Сперва я почти не мог глотать. Мое горло застыло от благоговейного ужаса. Однако и на лицах других присутствующих отразились разные ощущения. У моего отца, после того как он откусил первый кусок, в глазах появился нелепый блеск — будто он был застигнут между удовольствием и разоблачением — однажды я видел у него такое же выражение, когда мы с матерью вошли в его комнату, потому что в тот момент его руки были на служанке, одна спереди, а другая сзади, и обе ниже ее пупка. В свою очередь, теперь лицо моей матери выражало беспокойство, словно она опасалась зловещих последствий всех тех приятных вкусовых ощущений, какие она сейчас испытывала. Затем я расхрабрился настолько, что взглянул на своего Фараона, и Его лицо выдало некое разочарование, казалось, Он ожидал гораздо большего от мяса, вкус которого ощущал на Своем языке. Музыка громко играла, и Он приказал ей умолкнуть. Танцовщицы ушли, исполнительница на лютне — тоже, как и черный раб с длинной флейтой.

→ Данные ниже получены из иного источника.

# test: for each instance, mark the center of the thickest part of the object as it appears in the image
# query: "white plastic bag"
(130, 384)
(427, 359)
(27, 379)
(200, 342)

Выражение лица моего прадеда было совершенно иным. Он медленно жевал своими крепкими зубами, крепкими даже для шестидесятилетнего — я не осмеливался и думать о ста восьмидесяти годах! — и, как обычно, все, что он делал, было размеренно, и ел он сильными, привычными движениями челюстей, что производило на меня такое же умиротворяющее воздействие, как и качание моей колыбели, и потому вернуло назад ту доброту, что соседствует во сне с самыми ужасными ночными видениями. Поэтому меня успокоило то, как он ест, будто никакая сила не могла сдвинуть центр его сердца. Ободренный его спокойствием, я откусил немного от своего куска свинины и чуть не поперхнулся. Мясо было жирным и мягким и удивительным образом знакомым по вкусу, у себя во рту я ощутил нечто сродни тайной близости языка Эясеяб. Свинья знала меня лучше, чем я знал свинью!